A hospitable secretary greeted us, indicating that the Ministry of National Security had already filled her in on the details. We were asked to pay $40 and received a printed receipt. We were officially welcomed to Antigua and allowed to drive on to the resort.
There, in the shadow of palm trees and in the company of some of the island’s most influential men, scotch and talk both flowed. The Mossad, one tough old developer said with a smile, nearly assassinated our vacation plans. Another advised me to try and avoid killing anyone while on the beach. I grinned politely but stared at the umbrella floating in my cocktail; if everyone already saw me as a murderer, I brooded, I might as well enjoy it.
Gradually, however, my ire subsided, drowned in drink and merriment. The weekend was glorious. When I saw the prime minister himself at the wedding, I smiled politely and shook hands. Antigua, after all, let me in. There was no need for a diplomatic incident.

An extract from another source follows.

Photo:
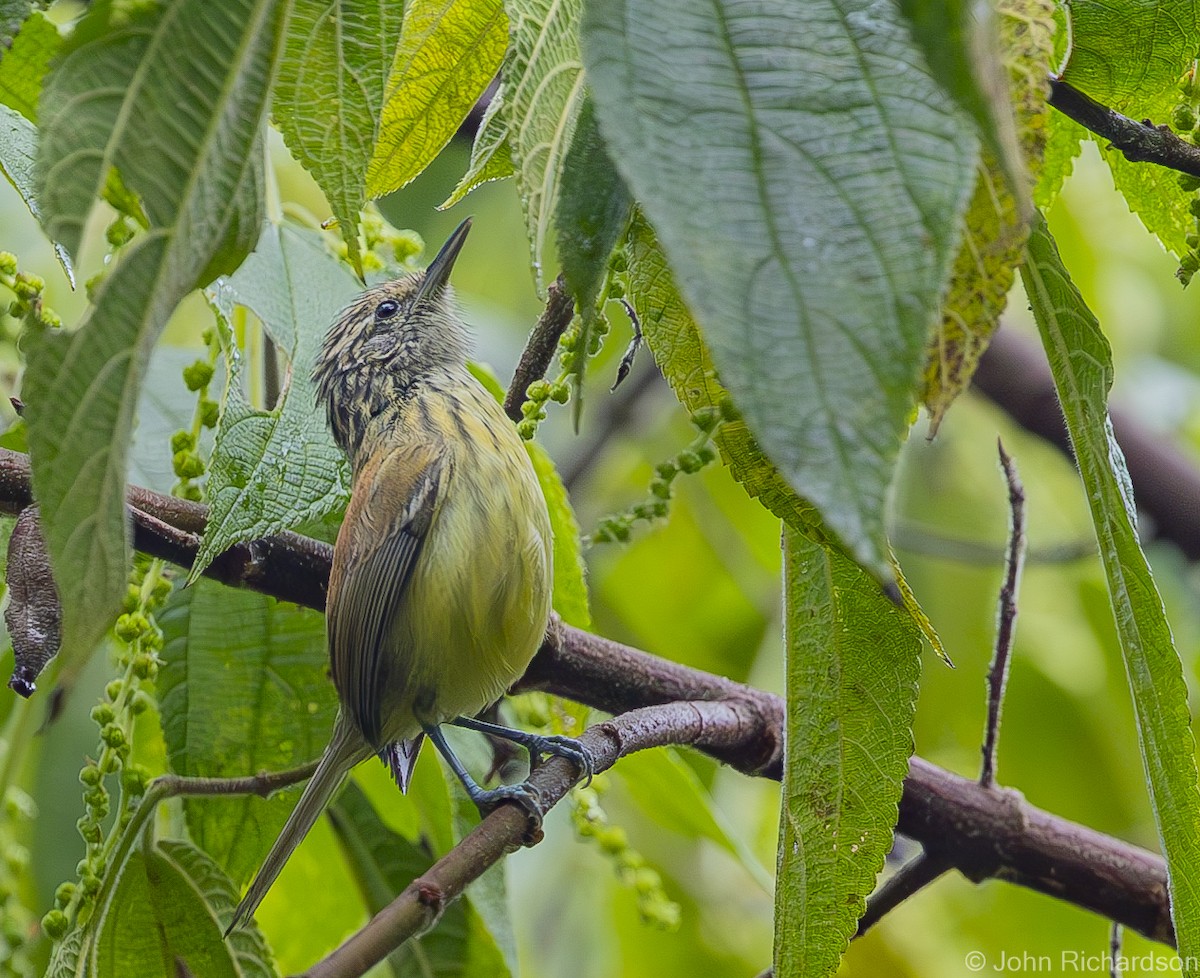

Tanned and thrilled, we flew back home to New York, where two feet of snow were still piled on the ground. The next morning, we talked about our time as personae non grata in paradise. At a distance, the entire story seemed fantastic. Would Antigua really care about the Mossad? Would a mere visa requirement constitute punishment of Israel and its policies? And would any nation, even one as relaxed about its official undertakings as Antigua, really change its rules overnight and fail to notify the rest of the world?
Anxious, I called the consulate general of Antigua in New York and asked to speak with the tourism representative. I told her everything, about my arrival and the prime minister’s office and how everybody on the island, officials and guests alike, suggested that I was the target of an international mishap involving the Libyans. The woman was silent for a few long moments. She knew nothing of the Mossad, she finally said, but was quite certain that Israelis had always required a visa to visit Antigua. But there was no way, she added, that anyone in Antigua would ever allow me in without stamping my passport, Israeli or otherwise.
I thanked her, hung up, and thought of the marlin.
Postscript: Further investigations show that the Consulate representative was right: Israelis have always needed a visa to visit Antigua. So, it turns out, have Libyans.